Understanding the CBSE circular for board exams

October 15, 2021 3:58 PM

For the submission of student names for the 2022 X and XII examinations, CBSE printed a 23 page circular.

CBSE, CBSE circular, board exams, 2021 cbse board examsThere is a space to argue that CBSE, as an institution, needs time to figure out the kinks of their system.

By Mridula Srivastava

The Indian education system functions under the shadow of CBSE, dictated by regulations formatted by it. The Central Board of Secondary Education is an institutional public body which certificates the merit of educational exams, organizations, students and teachers. The goals of the Board is explained in vague referents on their official website. Objectives of the Academic Unit include, terms like ‘stress-free’, ‘holistic’, ‘child centred’ education. They imagine cultivating a future of ‘academic excellence’ and ‘innovation’ in ‘conformity with psychological, pedagogical and social principles’.

A grandiose and positively Gandhian ethic overlays the institution’s mission statement, having been set up in 1962, when the country was still idealistically young.

But the scope of CBSE has increased. From 302 affiliated schools in the beginning, the count is currently over 18000. Ensuring, or even imagining, a holistic vision for that massive a cross section of society, is a difficult task. It would typically require rigorous work. A significantly large number of capable human workers would need to be employed to analyze the contexts of academic existence in different areas and cultures, and carefully formulate context sensitive plans.

But the CBSE communicates through nationwide circulars. They are standardized notices shared with affiliate schools. To be fair to CBSE, they are well written and clear in their direction. But they simply define the procedures of conduct, and not the ethos. A circular speaking about the observance of a mental health week, dated 1st October 2021, outlines only the possible ‘activities’ that may be done in the ‘context’, and a submission of proof before a fortnight.

While a commendable initiative in theory, schools in general, and teachers and students in particular, simply become burdened by such passive aggressive demands from the Board. In its pursuit of holistic development, there is an absence of humanistic recognition.

CBSE has followed this system of communication without effective fieldwork for a long time. Under the UPA government, the CCE pattern of evaluation was initially launched, which caused massive misunderstanding amongst educationists. While the rigid pattern envisioned has been softened, the term Continuous Comprehensive Education is still part of the Board’s vision.

So, there is a space to argue that CBSE, as an institution, needs time to figure out the kinks of their system. The Covid 19 situation is an unusual one, and the Board is perhaps not equipped with the necessary systems. Hence the recent confusion over the 2022 Board exams.

But the Board hasn’t really changed its approach to communication. While the Academic Unit may be working hard to make the education system ‘stress free’, there is indeed very little reflection of that on the actual people involved in the sector.

For the submission of student names for the 2022 X and XII examinations, CBSE printed a 23 page circular. It managed to be somehow both densely packed with information, and obscure in its communication of it. The details of bureaucratic importance were minutely presented, while the ethos of the altered assessment system were left unexplained. This led to some schools announcing a series of offline exams, while others shifted completely to Multiple Choice Questions future tests.

The crux of the circular deals with the splitting of the Secondary and +2 examinations being divided into two separate Terms, and the combined result being documented. In isolation, the statement reads as a change in procedure that may go either way. But there is no consideration for the human cost of implementing it, especially in a situation as volatile as this.

To its credit, the circular details different procedures in the working structure of the system pretty well. There is a clear communication of the number of people needed, the deadlines of submission of names, results etc. However the dictates fall heavy on the underprepared educational workers and consumers, whom CBSE, as a public institution, is responsible for.

It is a repeat of the of institutional short sightedness that had caused the CCE fiasco half a decade ago. The Board has to change the way of its functioning, with a focus on contextual research by trained field workers, and a rechanneling of available funds in that direction.

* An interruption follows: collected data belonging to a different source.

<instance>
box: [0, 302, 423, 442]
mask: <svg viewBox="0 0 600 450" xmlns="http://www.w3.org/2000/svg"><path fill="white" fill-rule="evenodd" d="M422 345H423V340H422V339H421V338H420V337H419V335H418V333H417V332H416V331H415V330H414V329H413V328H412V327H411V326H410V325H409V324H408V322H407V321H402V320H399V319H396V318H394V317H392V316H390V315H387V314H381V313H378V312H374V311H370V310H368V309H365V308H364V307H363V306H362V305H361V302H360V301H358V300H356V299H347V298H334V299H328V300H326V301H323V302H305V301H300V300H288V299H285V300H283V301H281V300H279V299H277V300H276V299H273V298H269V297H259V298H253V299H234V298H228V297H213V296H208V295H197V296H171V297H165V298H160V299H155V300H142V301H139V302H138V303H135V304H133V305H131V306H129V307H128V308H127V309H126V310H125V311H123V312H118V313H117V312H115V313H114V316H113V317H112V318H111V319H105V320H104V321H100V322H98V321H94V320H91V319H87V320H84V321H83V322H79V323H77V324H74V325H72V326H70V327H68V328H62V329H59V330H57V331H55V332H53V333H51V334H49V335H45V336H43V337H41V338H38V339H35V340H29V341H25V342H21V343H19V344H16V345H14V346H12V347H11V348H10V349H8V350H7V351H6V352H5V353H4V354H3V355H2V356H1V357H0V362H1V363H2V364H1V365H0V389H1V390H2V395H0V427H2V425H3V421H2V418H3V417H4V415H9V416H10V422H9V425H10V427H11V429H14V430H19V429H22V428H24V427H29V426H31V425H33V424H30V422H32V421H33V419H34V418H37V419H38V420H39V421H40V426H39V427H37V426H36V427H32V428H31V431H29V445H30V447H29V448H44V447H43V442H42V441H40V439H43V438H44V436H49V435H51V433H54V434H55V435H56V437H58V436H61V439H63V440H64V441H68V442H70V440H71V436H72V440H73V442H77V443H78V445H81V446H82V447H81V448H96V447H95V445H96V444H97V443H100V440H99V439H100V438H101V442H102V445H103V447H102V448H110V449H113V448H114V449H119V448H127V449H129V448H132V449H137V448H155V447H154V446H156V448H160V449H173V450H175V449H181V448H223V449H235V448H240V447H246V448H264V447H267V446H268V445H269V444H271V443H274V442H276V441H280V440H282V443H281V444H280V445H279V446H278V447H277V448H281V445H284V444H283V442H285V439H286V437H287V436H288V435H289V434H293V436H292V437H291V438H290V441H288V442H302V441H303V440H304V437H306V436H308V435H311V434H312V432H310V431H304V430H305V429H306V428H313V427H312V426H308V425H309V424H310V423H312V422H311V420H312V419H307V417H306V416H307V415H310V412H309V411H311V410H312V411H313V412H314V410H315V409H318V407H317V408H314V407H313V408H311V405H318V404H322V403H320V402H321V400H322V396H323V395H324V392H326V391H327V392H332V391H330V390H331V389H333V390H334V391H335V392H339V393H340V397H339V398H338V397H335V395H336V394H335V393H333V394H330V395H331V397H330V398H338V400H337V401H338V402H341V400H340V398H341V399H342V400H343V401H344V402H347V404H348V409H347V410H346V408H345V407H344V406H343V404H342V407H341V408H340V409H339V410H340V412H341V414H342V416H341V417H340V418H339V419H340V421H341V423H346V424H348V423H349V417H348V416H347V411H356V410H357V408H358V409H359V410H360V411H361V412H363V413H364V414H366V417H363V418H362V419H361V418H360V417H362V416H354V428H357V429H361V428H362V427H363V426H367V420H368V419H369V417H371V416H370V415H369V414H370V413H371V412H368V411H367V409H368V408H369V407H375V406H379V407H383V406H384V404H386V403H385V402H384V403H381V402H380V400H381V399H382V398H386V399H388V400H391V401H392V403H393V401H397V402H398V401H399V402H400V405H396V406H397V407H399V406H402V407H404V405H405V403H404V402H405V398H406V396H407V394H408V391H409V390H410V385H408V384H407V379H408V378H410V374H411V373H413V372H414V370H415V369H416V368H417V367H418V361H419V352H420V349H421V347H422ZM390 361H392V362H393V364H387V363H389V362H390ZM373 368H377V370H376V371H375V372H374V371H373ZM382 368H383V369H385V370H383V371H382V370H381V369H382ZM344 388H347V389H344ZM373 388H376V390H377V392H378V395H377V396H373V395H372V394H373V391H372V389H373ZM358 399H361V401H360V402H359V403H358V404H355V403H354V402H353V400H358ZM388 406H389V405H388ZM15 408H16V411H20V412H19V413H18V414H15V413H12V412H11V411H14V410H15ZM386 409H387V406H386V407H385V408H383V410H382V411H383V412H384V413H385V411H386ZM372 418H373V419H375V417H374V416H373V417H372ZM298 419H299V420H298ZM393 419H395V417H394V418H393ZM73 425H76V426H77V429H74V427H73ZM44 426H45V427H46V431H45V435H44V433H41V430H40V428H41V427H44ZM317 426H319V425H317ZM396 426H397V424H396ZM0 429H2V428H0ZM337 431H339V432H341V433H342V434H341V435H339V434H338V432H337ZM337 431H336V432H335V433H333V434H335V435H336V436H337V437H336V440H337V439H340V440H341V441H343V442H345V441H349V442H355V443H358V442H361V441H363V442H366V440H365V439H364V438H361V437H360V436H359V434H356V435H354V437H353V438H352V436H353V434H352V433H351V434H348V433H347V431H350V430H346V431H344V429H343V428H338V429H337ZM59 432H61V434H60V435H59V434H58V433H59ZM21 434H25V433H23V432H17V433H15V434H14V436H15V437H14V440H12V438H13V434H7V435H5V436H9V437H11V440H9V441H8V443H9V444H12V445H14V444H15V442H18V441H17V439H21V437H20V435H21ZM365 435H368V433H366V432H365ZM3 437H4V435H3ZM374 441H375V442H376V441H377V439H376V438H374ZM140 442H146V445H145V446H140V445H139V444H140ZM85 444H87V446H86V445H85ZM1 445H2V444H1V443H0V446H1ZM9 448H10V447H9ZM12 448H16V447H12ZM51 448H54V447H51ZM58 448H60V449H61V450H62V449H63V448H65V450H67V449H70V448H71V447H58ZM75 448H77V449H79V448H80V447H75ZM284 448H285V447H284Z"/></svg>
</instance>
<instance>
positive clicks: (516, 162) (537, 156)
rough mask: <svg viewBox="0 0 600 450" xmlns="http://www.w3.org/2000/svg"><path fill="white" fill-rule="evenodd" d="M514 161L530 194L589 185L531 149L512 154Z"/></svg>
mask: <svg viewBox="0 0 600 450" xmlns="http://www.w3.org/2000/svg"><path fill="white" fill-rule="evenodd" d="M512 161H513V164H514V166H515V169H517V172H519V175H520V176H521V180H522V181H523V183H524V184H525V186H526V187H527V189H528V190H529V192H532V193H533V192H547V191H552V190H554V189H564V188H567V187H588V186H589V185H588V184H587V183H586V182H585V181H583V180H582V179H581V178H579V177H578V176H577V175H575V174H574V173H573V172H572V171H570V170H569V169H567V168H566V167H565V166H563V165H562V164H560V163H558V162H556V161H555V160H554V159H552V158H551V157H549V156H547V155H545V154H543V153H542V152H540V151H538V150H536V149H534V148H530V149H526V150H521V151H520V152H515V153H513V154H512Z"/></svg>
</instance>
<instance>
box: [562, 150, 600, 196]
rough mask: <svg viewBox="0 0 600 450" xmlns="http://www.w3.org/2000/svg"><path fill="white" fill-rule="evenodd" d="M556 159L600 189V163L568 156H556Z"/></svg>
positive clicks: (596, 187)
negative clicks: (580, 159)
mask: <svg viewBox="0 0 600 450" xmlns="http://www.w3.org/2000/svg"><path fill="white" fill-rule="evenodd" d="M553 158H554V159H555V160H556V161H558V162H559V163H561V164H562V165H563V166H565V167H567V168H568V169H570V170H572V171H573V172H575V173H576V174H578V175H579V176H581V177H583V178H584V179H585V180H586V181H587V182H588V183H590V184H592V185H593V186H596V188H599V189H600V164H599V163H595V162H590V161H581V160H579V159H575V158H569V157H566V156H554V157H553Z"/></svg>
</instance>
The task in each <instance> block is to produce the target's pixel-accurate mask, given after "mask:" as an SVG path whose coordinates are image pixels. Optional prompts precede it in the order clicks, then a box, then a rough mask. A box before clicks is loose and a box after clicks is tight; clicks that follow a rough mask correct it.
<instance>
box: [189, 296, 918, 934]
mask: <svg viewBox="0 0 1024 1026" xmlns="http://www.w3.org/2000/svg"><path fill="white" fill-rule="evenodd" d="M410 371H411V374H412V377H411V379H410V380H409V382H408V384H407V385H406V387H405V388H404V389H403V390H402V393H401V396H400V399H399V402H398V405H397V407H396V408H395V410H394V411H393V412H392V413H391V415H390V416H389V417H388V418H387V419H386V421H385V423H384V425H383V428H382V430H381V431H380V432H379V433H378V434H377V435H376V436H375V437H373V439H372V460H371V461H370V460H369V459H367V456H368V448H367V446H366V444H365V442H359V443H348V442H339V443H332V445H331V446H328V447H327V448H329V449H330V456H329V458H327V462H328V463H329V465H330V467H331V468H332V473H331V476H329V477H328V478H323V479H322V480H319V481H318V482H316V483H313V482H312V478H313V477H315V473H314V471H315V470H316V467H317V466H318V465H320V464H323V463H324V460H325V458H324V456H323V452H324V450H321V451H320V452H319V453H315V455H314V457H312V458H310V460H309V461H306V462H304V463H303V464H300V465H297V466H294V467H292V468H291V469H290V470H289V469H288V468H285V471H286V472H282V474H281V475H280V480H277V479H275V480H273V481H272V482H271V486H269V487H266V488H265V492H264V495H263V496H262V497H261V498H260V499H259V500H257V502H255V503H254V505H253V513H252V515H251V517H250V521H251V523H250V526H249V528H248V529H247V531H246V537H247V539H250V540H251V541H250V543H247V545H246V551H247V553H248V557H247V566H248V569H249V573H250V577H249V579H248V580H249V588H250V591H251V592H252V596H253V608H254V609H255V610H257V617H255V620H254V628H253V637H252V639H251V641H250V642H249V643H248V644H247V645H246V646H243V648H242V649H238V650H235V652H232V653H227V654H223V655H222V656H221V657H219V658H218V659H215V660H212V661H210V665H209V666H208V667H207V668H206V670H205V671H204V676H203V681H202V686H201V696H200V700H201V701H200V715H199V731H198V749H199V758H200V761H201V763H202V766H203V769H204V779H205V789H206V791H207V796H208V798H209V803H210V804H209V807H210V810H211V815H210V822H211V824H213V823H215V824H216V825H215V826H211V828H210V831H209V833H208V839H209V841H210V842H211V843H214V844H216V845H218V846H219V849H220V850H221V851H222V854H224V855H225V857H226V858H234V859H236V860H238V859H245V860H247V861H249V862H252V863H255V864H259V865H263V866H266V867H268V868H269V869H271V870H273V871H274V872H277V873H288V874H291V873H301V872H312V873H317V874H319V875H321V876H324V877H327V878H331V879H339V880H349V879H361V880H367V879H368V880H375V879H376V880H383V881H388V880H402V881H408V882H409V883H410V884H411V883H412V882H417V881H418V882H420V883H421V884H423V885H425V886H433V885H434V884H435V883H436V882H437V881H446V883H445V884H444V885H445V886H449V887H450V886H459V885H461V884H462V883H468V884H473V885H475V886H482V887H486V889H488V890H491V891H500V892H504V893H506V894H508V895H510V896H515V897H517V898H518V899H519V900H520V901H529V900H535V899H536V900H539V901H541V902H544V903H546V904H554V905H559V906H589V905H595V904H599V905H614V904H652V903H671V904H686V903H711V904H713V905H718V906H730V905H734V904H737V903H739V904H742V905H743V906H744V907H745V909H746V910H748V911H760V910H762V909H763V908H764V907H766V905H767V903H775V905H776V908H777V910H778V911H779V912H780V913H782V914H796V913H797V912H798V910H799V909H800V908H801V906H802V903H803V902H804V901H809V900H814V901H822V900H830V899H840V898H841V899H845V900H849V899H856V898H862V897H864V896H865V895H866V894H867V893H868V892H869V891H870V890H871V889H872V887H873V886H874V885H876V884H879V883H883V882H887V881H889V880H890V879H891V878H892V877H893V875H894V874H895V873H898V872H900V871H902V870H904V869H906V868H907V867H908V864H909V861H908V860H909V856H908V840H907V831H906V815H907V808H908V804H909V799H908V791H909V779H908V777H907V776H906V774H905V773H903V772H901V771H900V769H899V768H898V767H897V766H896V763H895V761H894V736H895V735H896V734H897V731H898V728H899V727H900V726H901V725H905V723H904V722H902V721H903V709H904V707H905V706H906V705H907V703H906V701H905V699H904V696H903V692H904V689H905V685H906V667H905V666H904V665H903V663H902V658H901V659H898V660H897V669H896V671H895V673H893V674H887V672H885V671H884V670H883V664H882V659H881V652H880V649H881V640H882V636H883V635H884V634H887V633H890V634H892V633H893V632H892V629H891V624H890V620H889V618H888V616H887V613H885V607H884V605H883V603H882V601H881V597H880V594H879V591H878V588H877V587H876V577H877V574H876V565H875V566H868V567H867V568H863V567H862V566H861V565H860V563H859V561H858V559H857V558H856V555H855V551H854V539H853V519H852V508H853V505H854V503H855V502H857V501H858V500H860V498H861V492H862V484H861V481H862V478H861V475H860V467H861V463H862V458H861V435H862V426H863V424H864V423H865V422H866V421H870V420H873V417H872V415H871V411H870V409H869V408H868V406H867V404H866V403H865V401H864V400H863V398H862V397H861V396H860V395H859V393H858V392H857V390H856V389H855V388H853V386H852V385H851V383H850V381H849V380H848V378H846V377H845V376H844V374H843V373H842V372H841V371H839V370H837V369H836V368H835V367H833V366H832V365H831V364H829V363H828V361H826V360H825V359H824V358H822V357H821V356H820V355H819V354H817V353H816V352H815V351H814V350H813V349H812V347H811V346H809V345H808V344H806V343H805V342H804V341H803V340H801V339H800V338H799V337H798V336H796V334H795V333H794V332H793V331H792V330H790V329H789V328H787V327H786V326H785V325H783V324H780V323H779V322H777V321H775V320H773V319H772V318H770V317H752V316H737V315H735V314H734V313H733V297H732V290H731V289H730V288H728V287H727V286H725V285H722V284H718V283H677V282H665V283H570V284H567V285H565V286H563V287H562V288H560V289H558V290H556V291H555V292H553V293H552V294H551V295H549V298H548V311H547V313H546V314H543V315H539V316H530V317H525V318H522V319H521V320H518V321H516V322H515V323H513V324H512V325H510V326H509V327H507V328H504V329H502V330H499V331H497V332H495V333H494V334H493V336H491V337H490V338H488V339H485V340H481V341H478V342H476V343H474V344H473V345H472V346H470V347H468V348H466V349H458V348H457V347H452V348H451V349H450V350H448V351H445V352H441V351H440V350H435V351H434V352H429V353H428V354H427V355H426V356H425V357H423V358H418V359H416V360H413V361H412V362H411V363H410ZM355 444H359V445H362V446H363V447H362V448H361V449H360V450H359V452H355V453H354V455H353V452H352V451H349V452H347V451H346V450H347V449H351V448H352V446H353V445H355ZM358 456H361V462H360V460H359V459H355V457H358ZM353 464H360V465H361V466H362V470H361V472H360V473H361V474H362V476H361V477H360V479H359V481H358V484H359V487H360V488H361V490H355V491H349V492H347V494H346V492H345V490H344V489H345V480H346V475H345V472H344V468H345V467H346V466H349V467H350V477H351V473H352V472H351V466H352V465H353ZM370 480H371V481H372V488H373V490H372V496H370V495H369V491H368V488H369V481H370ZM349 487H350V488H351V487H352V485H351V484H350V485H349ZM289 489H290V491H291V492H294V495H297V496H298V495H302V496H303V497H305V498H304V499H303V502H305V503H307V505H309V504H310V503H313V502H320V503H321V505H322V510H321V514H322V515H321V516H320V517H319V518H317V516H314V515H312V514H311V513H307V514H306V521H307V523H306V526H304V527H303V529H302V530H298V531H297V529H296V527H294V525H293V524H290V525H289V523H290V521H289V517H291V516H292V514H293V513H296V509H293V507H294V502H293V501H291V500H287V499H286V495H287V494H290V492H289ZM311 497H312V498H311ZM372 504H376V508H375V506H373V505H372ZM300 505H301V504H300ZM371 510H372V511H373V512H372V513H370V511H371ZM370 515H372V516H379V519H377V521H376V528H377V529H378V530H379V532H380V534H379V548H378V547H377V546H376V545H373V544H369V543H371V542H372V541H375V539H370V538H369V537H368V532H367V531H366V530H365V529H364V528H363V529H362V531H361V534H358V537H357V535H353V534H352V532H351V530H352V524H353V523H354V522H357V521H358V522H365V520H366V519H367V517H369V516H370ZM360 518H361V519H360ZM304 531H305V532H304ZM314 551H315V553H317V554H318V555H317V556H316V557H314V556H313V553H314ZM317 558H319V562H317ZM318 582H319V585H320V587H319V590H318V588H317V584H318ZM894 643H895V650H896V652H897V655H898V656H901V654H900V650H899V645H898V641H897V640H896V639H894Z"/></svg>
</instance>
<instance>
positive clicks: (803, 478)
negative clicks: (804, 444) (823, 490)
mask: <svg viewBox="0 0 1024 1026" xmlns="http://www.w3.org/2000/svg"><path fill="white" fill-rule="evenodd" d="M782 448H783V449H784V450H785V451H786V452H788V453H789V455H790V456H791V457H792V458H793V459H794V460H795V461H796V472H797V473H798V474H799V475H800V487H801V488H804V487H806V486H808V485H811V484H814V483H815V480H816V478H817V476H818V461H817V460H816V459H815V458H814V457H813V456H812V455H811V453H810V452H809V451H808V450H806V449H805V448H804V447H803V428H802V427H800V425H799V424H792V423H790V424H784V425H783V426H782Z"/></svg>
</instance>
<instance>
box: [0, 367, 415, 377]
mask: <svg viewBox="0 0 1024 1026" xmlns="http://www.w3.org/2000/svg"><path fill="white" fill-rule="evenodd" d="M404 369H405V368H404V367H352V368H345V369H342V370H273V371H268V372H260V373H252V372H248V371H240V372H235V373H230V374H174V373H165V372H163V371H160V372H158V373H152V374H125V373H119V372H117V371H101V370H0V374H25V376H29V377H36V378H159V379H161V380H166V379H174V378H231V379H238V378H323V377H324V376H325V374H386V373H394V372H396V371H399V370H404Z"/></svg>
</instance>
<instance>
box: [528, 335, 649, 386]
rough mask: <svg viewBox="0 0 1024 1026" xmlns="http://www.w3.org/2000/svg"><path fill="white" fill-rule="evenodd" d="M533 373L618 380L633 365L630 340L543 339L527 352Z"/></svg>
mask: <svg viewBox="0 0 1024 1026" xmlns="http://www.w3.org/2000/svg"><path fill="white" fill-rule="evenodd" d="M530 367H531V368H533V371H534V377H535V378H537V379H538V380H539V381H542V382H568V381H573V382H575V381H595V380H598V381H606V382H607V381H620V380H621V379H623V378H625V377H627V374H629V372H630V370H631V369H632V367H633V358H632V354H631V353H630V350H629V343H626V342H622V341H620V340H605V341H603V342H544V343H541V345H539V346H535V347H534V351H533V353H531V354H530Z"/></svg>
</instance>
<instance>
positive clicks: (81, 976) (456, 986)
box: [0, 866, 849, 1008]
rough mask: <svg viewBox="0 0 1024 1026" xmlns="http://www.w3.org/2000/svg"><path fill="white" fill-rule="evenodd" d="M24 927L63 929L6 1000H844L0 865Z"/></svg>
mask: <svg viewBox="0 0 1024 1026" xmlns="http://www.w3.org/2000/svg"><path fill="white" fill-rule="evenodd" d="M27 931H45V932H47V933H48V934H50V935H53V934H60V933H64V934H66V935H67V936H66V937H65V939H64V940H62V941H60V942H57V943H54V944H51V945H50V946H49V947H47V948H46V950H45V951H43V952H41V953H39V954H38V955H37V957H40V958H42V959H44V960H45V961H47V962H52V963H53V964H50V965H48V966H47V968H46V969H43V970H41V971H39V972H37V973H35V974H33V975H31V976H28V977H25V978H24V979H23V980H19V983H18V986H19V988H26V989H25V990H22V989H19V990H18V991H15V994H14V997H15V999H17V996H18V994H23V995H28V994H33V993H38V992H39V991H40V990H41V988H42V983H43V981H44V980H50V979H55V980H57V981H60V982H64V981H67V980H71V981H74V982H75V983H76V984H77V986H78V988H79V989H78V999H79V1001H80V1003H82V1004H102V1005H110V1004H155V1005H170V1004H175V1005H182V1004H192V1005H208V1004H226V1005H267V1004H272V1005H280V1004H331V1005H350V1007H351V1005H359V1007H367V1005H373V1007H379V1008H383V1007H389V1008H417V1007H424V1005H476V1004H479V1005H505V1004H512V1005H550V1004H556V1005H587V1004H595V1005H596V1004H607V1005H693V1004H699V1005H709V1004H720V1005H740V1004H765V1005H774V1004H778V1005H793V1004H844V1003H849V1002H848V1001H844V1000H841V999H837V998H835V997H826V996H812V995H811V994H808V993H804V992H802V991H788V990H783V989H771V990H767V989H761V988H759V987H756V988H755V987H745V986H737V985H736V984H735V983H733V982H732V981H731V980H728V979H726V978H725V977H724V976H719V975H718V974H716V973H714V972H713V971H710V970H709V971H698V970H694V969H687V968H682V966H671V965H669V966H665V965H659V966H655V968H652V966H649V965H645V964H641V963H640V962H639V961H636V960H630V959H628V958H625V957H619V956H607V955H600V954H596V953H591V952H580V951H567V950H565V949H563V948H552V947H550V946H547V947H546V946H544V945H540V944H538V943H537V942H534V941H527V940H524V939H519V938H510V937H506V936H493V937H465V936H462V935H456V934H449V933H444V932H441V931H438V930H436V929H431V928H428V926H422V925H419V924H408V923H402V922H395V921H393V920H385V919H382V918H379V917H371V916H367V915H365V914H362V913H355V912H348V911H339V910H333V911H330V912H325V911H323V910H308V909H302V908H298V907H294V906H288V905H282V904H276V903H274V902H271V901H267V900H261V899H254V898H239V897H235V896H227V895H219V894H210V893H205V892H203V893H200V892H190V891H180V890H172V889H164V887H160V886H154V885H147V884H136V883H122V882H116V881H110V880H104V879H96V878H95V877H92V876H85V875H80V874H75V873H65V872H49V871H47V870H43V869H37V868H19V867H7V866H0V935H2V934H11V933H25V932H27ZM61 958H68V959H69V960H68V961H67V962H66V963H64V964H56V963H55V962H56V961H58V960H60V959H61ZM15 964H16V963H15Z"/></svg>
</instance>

While the economy really hasn’t been good for any Corporation that needs to spend money for the common good, the circulation of currency is at an all time high, through different tokens of exchange. With the backing of the Government the Board has the power to work it into its advantage, and incorporate the digitalization of education to its advantage, by including experienced teachers from affiliated schools as consultants.

Because otherwise the entire education sector of our country will simply remain in a rut of blindly returning to the cycle of circulars.

(The author is Founder and Managing Partner at Endurance Classes. Views expressed are personal and do not reflect the official position or policy of the Financial Express Online.)